Con la campagna vaccinale di massa, l’obbligo per gli over 50, il green pass e “la linea del rigore che permette di mantenere aperte scuole e università, luoghi di lavoro, servizi, spazi culturali”, analizza Bonaccini, e finora l’Esecutivo “sta facendo bene” e in Europa “in questi mesi ha più volte aperto la strada con le sue decisioni”. Questo però, secondo il governatore, non basta più. “Di fronte al virus che muta – ragiona Bonaccini – al boom di nuovi contagi che registriamo ogni giorno e che, secondo gli esperti, continuerà nelle prossime settimane fino al nuovo picco pandemico, ritengo si debba ora lavorare a un cambio di passo nella gestione dell’emergenza sanitaria”.

Per prima cosa, sostiene il presidente, occorre destinare “tutte le risorse necessarie, economiche e professionali alle Regioni per il contrasto alla pandemia e per l’accelerazione nella vaccinazione di massa, procedendo anche a una drastica semplificazione amministrativa per la gestione del fine quarantena e fine isolamento, oggi troppo complicata da gestire e, per i cittadini, da capire”. Occorre poi “più personale da utilizzare nel tracciamento, per renderlo sostanzialmente possibile, e lo stiamo chiedendo invano al Governo da mesi”.
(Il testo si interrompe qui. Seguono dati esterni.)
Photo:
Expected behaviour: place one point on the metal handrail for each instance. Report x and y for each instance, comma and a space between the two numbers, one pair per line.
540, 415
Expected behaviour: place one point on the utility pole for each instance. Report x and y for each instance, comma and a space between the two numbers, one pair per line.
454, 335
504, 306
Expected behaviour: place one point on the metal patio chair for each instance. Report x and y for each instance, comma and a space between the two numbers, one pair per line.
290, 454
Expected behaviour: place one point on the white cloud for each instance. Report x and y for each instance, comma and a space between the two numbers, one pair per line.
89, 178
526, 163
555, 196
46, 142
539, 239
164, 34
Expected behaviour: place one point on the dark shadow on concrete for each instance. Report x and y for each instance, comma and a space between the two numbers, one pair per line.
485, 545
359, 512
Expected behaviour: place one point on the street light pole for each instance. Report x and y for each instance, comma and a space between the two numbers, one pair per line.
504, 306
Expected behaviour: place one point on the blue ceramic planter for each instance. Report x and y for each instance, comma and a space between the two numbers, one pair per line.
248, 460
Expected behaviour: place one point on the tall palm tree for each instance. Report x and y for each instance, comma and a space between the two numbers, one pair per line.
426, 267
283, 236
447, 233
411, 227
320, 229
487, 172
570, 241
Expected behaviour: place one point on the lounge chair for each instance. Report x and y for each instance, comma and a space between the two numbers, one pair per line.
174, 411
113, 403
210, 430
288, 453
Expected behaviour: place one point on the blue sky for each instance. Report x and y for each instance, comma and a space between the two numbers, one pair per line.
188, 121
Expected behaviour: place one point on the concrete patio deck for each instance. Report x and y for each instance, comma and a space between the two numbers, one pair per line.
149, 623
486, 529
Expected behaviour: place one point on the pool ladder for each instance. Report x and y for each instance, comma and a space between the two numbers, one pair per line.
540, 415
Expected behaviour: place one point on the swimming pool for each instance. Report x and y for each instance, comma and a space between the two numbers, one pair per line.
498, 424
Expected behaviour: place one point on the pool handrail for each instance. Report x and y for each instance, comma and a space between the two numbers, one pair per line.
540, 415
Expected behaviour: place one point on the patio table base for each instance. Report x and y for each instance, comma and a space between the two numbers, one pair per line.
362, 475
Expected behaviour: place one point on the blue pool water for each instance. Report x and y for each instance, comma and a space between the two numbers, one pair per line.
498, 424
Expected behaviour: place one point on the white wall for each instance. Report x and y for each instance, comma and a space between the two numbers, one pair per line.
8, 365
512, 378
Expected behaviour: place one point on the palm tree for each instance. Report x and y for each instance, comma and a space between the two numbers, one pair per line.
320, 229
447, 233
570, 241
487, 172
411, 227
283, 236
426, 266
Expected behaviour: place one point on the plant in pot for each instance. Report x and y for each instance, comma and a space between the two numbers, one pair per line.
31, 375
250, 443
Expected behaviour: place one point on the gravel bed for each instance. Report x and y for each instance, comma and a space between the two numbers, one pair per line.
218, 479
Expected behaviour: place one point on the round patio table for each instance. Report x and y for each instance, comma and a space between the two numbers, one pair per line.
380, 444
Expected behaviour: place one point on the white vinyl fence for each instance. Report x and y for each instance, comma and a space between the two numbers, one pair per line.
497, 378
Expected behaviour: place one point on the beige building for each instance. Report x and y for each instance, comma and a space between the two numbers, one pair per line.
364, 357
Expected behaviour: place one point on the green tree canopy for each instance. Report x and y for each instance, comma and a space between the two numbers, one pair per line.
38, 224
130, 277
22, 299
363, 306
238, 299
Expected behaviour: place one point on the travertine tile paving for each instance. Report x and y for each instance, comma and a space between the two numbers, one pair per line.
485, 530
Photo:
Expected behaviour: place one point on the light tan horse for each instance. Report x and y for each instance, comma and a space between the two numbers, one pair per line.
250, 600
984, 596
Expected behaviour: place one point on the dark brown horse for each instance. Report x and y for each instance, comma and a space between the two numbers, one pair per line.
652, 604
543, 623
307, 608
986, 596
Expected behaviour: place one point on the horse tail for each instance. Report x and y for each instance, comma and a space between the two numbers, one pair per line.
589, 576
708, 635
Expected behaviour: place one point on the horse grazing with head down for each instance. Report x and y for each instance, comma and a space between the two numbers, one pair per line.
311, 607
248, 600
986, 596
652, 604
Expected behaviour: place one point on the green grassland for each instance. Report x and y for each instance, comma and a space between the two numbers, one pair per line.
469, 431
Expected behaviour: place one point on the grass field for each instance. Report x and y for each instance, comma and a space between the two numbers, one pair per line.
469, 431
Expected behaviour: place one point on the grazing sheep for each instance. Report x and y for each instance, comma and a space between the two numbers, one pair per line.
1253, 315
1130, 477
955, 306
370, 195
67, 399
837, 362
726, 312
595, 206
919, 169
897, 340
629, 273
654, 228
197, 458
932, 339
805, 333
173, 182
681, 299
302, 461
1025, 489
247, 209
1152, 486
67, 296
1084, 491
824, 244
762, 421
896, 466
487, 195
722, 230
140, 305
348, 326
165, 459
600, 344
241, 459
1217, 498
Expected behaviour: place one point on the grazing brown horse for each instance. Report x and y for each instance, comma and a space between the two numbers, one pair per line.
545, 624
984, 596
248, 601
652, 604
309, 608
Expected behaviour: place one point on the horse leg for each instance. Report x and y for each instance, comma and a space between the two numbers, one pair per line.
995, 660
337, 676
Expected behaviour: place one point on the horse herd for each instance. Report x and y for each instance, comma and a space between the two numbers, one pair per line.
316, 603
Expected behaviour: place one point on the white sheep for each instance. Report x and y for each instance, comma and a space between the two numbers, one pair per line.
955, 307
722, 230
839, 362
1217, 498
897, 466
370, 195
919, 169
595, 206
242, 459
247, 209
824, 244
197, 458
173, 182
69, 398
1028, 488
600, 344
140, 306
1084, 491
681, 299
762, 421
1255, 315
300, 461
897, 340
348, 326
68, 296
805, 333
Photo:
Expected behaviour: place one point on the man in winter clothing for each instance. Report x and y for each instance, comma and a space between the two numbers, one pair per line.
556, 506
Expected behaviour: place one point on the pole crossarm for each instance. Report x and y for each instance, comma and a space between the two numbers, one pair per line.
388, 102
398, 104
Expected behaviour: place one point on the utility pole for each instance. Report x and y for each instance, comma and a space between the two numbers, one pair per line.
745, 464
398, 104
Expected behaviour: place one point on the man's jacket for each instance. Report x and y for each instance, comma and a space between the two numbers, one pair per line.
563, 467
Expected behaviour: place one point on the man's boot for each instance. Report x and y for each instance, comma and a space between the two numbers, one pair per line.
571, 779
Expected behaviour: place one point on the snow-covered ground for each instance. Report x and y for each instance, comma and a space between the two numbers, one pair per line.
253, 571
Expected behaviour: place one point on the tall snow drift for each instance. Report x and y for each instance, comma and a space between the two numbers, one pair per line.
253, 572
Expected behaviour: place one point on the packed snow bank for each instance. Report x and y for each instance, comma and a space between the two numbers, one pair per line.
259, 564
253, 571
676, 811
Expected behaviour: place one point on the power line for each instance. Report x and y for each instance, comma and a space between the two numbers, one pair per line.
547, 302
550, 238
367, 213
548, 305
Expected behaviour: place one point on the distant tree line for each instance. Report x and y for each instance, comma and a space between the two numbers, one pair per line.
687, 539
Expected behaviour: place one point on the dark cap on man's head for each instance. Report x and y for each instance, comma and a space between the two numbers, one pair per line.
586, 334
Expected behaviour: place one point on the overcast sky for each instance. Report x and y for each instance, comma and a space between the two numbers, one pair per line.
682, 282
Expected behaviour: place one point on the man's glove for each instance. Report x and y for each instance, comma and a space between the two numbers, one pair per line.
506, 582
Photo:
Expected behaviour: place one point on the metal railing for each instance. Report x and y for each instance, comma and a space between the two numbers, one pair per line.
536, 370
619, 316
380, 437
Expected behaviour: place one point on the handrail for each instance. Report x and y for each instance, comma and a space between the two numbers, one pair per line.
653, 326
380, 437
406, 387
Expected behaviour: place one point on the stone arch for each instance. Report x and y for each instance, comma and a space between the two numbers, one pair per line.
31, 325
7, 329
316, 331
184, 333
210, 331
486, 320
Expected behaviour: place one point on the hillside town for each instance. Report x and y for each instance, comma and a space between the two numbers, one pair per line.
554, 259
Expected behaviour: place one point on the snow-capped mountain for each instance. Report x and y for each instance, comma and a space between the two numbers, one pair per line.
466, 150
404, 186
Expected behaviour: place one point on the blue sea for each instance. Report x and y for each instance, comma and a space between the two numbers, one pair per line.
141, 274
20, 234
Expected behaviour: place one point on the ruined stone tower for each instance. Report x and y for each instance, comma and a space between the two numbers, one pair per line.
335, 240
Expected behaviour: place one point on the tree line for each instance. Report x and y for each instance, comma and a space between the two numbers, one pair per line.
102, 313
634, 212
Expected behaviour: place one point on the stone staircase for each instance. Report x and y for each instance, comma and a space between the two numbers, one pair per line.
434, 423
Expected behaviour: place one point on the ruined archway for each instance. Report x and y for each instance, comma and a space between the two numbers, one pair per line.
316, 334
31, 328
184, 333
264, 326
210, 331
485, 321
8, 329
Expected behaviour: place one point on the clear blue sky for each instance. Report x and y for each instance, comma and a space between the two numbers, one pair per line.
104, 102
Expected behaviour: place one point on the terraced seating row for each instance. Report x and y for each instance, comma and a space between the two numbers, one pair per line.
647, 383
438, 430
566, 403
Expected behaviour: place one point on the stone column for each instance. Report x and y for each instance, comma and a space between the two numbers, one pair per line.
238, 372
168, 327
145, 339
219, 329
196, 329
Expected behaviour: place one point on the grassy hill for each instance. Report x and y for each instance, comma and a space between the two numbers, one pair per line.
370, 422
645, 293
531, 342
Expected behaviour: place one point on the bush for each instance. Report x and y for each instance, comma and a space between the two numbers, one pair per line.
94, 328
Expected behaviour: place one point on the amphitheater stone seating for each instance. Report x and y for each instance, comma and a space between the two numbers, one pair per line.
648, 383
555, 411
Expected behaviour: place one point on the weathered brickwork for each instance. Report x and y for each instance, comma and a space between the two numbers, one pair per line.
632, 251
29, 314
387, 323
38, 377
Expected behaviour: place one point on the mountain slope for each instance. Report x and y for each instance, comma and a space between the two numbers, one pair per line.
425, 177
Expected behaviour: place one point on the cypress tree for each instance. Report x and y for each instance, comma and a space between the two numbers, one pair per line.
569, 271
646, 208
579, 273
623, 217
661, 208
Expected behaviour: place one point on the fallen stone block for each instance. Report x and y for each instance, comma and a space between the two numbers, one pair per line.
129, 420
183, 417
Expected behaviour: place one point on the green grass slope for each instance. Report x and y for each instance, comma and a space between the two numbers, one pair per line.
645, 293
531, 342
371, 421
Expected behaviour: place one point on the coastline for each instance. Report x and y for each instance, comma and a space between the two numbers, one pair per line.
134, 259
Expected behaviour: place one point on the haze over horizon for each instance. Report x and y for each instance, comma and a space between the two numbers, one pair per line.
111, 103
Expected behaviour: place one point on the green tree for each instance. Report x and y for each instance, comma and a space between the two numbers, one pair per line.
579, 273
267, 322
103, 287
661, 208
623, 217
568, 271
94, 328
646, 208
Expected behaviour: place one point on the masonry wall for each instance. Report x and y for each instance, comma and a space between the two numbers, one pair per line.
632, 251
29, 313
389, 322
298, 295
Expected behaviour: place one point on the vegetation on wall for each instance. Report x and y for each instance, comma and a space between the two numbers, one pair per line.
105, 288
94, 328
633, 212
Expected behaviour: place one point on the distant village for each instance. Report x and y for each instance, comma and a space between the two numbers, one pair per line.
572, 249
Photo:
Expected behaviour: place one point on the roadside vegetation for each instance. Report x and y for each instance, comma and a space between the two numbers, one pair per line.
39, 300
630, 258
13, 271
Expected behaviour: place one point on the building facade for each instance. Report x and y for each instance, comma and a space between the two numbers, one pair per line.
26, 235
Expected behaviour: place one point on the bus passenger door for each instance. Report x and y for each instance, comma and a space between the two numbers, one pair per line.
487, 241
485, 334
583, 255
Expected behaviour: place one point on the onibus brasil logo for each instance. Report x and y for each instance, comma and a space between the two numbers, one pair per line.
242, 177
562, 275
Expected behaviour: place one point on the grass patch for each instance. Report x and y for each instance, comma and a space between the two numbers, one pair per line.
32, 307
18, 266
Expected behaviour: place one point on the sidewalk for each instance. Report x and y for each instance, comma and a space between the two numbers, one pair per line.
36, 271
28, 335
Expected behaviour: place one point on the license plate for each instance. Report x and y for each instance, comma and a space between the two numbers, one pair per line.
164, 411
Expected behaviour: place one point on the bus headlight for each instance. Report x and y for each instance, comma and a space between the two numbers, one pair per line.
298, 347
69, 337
Allo stesso modo, suggerisce Bonaccini, “andrebbero rapidamente rivisti i parametri di classificazione dei ricoveri ospedalieri. Oggi un paziente ricoverato per una qualsiasi patologia se risulta in seguito positivo, anche se privo di sintomi da Covid, viene registrato come ricovero Covid, quando la ragione dell’ingresso in ospedale è tutt’altra. Si tratta di un parametro fondamentale, dal quale dipendono i colori delle Regioni e quindi l’adozione di restrizioni o meno, con nuove chiusure, esattamente il contrario della linea decisa dal Governo e ribadita dal presidente Draghi”. In poche parole, insiste Bonaccini, “siamo in fase del tutto nuova, occorre dunque aggiornare gli strumenti anti-Covid. Grazie ai vaccini è possibile tenere insieme lotta al virus, aperture e rafforzamento della ripresa economica, che vuol dire sopra ogni cosa lavoro. Per farlo, serve un ulteriore passo avanti, insieme: Governo e territori, col supporto della comunità scientifica”.